C’est cependant par la défense de la nature humaine, faite de l’union de l’âme et du corps, que la théorie du genre peut être véritablement contrée : en effet, cette union de l’âme et du corps, c’est-à-dire à la fois l’unité et le caractère composé de la nature humaine, doit faire apparaître l’absurdité de la distinction faite entre sexe physiologique et identité sexuelle. Face à une théorie qui entend renverser l’ordre du Créateur, Godeleine Lafargue terminait donc sa conférence en appelant les philosophes à renouer avec l’hylémorphisme aristotélicien et les développements que lui a donnés saint Thomas d’Aquin : c’est par la démonstration de l’union de l’âme et du corps, par la reconnaissance de l’existence d’une nature, que peuvent être montrés l’inanité et le caractère antiphilosophique de la théorie du genre.

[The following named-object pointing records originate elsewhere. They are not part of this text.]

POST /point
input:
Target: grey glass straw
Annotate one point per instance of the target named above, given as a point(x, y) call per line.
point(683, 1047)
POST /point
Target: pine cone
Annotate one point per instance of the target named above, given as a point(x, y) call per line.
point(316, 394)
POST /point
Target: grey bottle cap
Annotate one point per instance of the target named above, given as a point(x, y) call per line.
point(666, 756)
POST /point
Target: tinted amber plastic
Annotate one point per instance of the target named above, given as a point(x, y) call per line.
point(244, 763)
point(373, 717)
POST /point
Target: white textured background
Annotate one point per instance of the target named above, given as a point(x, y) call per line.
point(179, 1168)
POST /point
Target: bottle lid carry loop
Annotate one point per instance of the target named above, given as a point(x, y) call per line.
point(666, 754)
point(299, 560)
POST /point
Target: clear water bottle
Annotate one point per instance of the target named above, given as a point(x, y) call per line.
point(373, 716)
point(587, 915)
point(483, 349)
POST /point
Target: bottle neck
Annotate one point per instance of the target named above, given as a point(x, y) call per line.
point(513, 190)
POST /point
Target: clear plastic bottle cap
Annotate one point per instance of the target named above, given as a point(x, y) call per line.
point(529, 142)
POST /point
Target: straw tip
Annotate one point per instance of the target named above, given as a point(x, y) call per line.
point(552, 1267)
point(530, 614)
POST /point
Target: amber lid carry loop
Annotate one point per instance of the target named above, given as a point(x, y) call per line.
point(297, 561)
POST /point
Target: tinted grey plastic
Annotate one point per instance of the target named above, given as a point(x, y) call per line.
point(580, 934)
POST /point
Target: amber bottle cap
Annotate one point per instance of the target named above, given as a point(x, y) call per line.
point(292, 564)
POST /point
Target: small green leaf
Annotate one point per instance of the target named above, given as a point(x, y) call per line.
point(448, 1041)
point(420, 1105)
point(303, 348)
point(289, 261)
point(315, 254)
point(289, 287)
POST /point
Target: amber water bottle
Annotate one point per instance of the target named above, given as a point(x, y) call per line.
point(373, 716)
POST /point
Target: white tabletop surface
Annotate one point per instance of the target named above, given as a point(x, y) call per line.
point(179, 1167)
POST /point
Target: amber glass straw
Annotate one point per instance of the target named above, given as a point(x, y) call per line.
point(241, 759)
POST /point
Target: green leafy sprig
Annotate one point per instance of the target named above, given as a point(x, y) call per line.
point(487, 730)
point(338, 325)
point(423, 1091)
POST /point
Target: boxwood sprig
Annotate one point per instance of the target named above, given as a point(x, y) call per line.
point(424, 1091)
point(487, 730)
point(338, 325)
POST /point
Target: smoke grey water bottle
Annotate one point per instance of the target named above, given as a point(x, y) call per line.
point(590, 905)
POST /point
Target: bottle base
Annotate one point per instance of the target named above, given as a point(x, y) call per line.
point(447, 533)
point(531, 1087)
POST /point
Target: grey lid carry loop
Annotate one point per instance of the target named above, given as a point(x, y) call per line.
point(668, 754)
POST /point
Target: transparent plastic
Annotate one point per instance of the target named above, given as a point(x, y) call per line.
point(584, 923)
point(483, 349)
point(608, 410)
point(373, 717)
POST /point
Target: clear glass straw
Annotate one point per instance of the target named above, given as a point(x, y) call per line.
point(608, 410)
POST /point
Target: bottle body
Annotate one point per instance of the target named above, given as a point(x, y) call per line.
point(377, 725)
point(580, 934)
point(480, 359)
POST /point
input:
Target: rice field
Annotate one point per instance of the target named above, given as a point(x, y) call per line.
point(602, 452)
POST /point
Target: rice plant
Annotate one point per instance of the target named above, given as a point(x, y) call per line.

La conférence valait notamment par son exposé aussi synthétique que précis des origines historiques du genre et de ses développements jusqu’à aujourd’hui, ainsi que par le nombre et la pertinence des exemples illustrant aussi bien la diffusion croissante de l’idéologie du genre que ses conséquences directes sur la vie des individus et de la société. On peut regretter cependant que la seconde partie de la conférence, malgré la force des arguments tirés des données scientifiques comme de la philosophie réaliste d’Aristote et de saint Thomas, n’ait pas engagé une critique des textes eux-mêmes des théoriciens du genre, très peu cités après la première partie, ce qui aurait permis de faire apparaître plus nettement leurs erreurs. Ces défauts, peut-être liés aux contraintes matérielles d’une conférence d’une heure et demie, qui ne permet pas d’examiner ligne à ligne une littérature devenue abondante, n’enlèvent rien cependant à la justesse des constats comme des orientations données par Godeleine Lafargue à l’opposition philosophique à l’idéologie du genre.

Note : Cet article a été rédigé à partir de notes prises durant la conférence donnée par Godeleine Lafargue-Dickès à l’Institut Universitaire St-Pie X le 14 novembre 2011.